As in any human bonding, relationship with God deepens in the passing of time. When I met my best friend for the first time, the little I knew about him was his name, Ken. But as we matured, we discovered a lot more about each other apart from our names. Getting to know God takes us beyond knowing his name, YHWH. God tells us more about him as far as we are capable to receive his revelation. Students of the Bible are all too familiar with the phrase "progressive revelation." It is like baby Jeremy who starts learning a language, not by poring over Sionil Jose's novels, but by uttering his first loving words, Pa and Ma. We, too, learn about God step by step, from exclaiming his name to accepting him as Father, Son, and Holy Spirit.
Understandably, the revelation of God does not stop with the composition of the Bible. It is narrow-mindedness to think that God speaks and reveals himself to us solely through the Bible. If that were so, God's mouth would have shut up sometime between 100-150 AD when the last book of the Bible was written. Yet God is still actively speaking to us today as he did in the past. Jesus affirms so: "But when he comes, the Spirit of truth, he will guide you to all truth" (Jn 16:13).
What is the point of God baring his life to us in a deeper fashion? We find a hint in John's affirmation - "God is love" (1 Jn 4:16). God is Trinitarian because God is love. Love cannot be alone. Our experience tells us that the first impulse of love is to go out of oneself.

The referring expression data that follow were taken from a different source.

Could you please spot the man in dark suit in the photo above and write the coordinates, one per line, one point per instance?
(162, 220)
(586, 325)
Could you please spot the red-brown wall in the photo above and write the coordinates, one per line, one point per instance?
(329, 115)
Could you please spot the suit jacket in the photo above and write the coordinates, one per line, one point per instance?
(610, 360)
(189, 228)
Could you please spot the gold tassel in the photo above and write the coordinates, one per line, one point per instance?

A person who claims love but only has oneself to love must be egotistic. But God is love since God's love is the Son, and the love between the Father and the Son is the Holy Spirit. If you think that God should be "so much simpler" than this, ask married couples who live faithfully through the years whether an inch-deep meaning of love is ever possible.
Thus, behind the doctrine of the Trinity is the flame of God's passion leaping up, warming both heart and mind, of God and man who hold less secrets and share more love. When we believe in the Trinity, we become part of the love story that has neither beginning nor end. The teaching on the Trinity is a doctrine with a soul as it stares us in the face with a glaring truth: "God wants the heart" (Jewish Talmud, Sanhedrin 106b).